Here is the shot that I want to have done. I took it while at my friends wedding, I think they really wanted a shot like this and I'm not sure that the hired photographer got it, so I'm giving it to them as a wedding present. It still needs a bit of work.

I just wonder if it will just look weird if he bottom of her dress wraps around the edge a little. What do you guys think?, I could clone in some extra space on the right, but I'd rather not.


Obviously this will need to be cropped for a 16x20. And it lost a bit of quality and saturation during "save for web"





I've always heard good things about MPIX but I check out that site with the 25% off. Thanks for the help.
-Ryan


----------



## Sandspur (May 12, 2008)

I  have no experience with the gallery wrap thing ... 

But regarding your original question, and the issue of color correcting, etc. --

I have a Shutterfly Pro Gallery where I post and sell a lot of stuff. According to their recommendations, when I first set it up three years ago, I specified that they NOT use their auto-correction (I think they call it VividPic) software when printing my work.

I crop and adjust EVERY shot in Photoshop before it's uploaded.  So I definitely DO NOT want their auto correction system to override what I've done.
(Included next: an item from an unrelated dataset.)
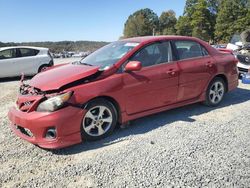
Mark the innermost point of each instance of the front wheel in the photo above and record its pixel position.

I charge clients good money for the product I sell this way, so I want to be sure they get what I intend, not what some automatic system does.

I bet (don't know for sure) that other online services like Mpix offer this option.

So I strongly recommend that you:
1. Do your own adjusting
2. Make sure they're not Auto-correcting your stuff.


----------



## hedonia (May 12, 2008)

I use Bay Photo (bayphoto.com) for all my printing. I recently ordered a giclee canvas print for a client, and it came out amazing.  You can go to their site, and load up the ROES ordering system. You then just drag and drop the file you want onto the specific print you're buying, and it will show you the edges. For the gallery wraps, it puts a guide around your photo showing you exactly where it will bend and wrap. 
Also, when I signed up for my free account, they gave me a code for 50% off my first order - added a big chunk of profit for that order! I believe that's an ongoing promotion.


----------



## RyanLilly (May 12, 2008)

OK, Now I need some opinions. I decided I don't like the 16x20 crop, so I'm going with a 16x24, but With the edges wrapping, do you think that it looks bad with the edge of her dress and much of the waterfall going off the edge? Sorry this is so small, but its just a screen shot. I could just go with a framed print, but I kind of liked the wrap and nice frames get pricey.


----------